Alexander Duenas, Daniel Wachs, Guillaume Mignot, Jose N. Reyes, Qiao Wu, Wade Marcum
Nuclear Science and Engineering | Volume 196 | Number 2 | February 2022 | Pages 193-208
Technical Paper | doi.org/10.1080/00295639.2021.1955591
Articles are hosted by Taylor and Francis Online.
New fuel design and development currently require 20 to 25 years to be qualified for use by the nuclear power industry. The thermal-hydraulics community has taken advantage of scaling theory to design reduced-scale experiments that correctly preserve dominant key phenomena while quantifying distorted phenomena. These techniques can be leveraged in the design and analysis of fuel performance experiments to help reduce the timeline associated with fuel design and development.

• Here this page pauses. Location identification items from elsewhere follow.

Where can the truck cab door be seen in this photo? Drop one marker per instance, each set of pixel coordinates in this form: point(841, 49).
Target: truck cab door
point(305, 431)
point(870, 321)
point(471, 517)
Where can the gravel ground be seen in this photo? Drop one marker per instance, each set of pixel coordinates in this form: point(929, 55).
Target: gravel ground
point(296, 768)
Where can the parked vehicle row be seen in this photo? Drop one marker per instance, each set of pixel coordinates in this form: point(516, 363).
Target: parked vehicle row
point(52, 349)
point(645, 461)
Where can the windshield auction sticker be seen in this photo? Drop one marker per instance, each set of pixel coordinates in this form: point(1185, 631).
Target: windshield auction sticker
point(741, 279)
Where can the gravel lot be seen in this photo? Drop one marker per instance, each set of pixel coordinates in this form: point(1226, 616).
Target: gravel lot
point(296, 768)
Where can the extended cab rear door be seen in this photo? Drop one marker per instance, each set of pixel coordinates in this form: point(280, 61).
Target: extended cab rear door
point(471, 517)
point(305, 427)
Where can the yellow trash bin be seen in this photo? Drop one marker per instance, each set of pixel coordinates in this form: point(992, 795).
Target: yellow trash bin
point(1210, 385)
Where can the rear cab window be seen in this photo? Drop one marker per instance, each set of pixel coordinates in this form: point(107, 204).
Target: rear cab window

This study uses the Dynamical System Scaling (DSS) method to analyze cladding temperature data from the recent SETH-C experiment in the Transient Reactor Test Facility (TREAT) and accompanying BISON simulations to assess dynamic distortions occurring throughout the fast power excursion transient. The DSS analysis revealed that on the cooldown from peak cladding temperature, the fuel radial power profile is the most sensitive modeling parameter, with a heterogeneous radial peaking factor corresponding to the lowest distortion compared to a uniform energy deposition. For the heatup to PCT, the heterogeneous radial power profile corresponded to the shortest process action. Last, for the heatup to PCT, the gap conductance model sensitivity was quantified using process actionsm and showed that the default light water reactor gap conductance model corresponded to the longest process action.